There is potentially a benefit, because although each cacheline consists of 4 sectors, there is only one cache tag per line. Once a sector is assigned to a particular place in memory, the other sectors in that line cannot be assigned to “arbitrary/random” places in memory.

So if your cacheable “footprint” is less than 1/4 of the cache size, this is unlikely to matter (I think) and “random”/“scattered” 32-byte cached sectors should be OK. But if your cacheable footprint exceeds 1/4 of the cache size (4 sectors/line) then I think its quite possible that adjacency of access will improve cache utilization, with the corresponding possibility of performance improvement.

2 Likes

Thank you for the prompt response.

If this is the case, I wonder what the motivation behind adapting a sub-cacheline granularity.

The only benefit I can imagine is reducing the amount of data transferred (from 128B to 32, 64 or 96B) if the needed data is smaller than 128B.

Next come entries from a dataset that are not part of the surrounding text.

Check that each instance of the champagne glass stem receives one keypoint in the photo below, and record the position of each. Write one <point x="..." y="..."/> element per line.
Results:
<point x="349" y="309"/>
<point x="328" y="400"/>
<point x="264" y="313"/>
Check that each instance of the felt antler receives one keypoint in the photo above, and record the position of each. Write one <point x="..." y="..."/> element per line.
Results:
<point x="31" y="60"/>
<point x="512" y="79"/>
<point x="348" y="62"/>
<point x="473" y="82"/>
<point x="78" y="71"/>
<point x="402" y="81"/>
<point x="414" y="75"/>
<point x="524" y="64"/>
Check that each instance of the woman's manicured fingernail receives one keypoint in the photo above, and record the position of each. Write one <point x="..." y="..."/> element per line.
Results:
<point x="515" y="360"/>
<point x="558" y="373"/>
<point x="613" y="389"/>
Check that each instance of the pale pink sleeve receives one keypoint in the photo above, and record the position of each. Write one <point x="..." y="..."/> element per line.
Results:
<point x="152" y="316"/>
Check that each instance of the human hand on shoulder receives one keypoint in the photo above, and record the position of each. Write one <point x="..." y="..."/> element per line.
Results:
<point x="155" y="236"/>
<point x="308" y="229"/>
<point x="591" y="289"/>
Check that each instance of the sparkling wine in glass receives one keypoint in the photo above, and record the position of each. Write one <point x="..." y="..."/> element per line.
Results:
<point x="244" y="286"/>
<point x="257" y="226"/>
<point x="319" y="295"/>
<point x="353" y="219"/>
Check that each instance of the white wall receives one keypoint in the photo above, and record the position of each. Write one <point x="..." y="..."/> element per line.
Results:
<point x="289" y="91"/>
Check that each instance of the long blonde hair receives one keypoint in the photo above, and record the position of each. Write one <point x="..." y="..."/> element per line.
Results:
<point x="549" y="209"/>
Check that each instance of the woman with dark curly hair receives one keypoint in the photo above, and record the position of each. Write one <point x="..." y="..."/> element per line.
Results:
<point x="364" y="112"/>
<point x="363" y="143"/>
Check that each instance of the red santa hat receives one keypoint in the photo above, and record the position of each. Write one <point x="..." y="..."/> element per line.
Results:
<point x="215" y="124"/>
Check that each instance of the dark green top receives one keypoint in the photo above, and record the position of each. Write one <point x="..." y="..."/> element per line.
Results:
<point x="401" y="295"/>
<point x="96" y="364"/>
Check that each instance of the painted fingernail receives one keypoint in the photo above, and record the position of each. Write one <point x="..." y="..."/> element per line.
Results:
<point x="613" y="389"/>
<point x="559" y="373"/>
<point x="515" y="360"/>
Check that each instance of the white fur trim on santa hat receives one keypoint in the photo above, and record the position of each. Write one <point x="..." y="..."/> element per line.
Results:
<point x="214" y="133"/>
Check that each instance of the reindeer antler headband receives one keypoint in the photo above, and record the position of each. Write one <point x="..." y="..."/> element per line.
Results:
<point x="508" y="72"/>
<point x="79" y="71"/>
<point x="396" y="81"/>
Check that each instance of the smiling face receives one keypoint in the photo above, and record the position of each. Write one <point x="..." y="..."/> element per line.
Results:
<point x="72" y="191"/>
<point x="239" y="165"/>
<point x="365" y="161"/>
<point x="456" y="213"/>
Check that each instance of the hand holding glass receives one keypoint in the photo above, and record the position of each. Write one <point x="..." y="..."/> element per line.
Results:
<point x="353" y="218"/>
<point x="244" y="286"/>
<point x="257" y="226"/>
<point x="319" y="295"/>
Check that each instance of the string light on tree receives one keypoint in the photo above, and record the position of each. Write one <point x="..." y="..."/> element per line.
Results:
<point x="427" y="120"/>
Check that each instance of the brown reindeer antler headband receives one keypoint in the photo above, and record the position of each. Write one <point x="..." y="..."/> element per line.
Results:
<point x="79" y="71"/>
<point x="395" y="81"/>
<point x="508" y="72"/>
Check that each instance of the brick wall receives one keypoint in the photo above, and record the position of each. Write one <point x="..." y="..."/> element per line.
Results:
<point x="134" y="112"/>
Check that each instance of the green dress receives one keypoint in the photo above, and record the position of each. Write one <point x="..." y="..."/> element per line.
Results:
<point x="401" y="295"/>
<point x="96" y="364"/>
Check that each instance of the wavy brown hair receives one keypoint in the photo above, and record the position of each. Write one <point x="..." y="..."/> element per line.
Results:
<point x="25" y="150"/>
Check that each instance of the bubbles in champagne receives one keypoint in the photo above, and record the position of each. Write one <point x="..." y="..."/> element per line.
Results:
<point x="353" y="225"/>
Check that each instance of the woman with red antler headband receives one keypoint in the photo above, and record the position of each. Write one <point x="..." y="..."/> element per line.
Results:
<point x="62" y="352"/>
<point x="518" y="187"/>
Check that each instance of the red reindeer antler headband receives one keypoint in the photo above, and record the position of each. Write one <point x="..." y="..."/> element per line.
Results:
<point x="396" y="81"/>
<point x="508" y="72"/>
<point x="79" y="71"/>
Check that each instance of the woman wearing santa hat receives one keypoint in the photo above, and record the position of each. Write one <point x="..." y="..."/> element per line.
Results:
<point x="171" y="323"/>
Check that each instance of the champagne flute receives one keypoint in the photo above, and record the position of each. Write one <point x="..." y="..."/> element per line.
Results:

Generally, the benefits of sectored caches are:

(1) Reduction in tag storage (useful when tags are on-chip but data is stored off-chip)
(2) Reduction of load bandwidth and / or improvement in latency in case of miss

As I understand it, the sectored caches used in GPUs reduce benefit (2) by implementing “adjacent sector prefetch” (there is probably a better term for this that escapes me at the moment).

1 Like

That certainly would have to be one of the top-level benefits. Since early days of CUDA (since the advent of Fermi arch) this idea had been part of CUDA training materials. You can find references (e.g. slides 23-24) to suggestions to use -Xptxas dlcm=cg to “skip” the L1 and load via the L2 only, because the L2 had the sectored arrangement that Fermi (and Kepler and I think Maxwell) did not have in the L1, and so it results in better bus utilization under heavy load in the “scattered” case.

1 Like

This topic was automatically closed 14 days after the last reply. New replies are no longer allowed.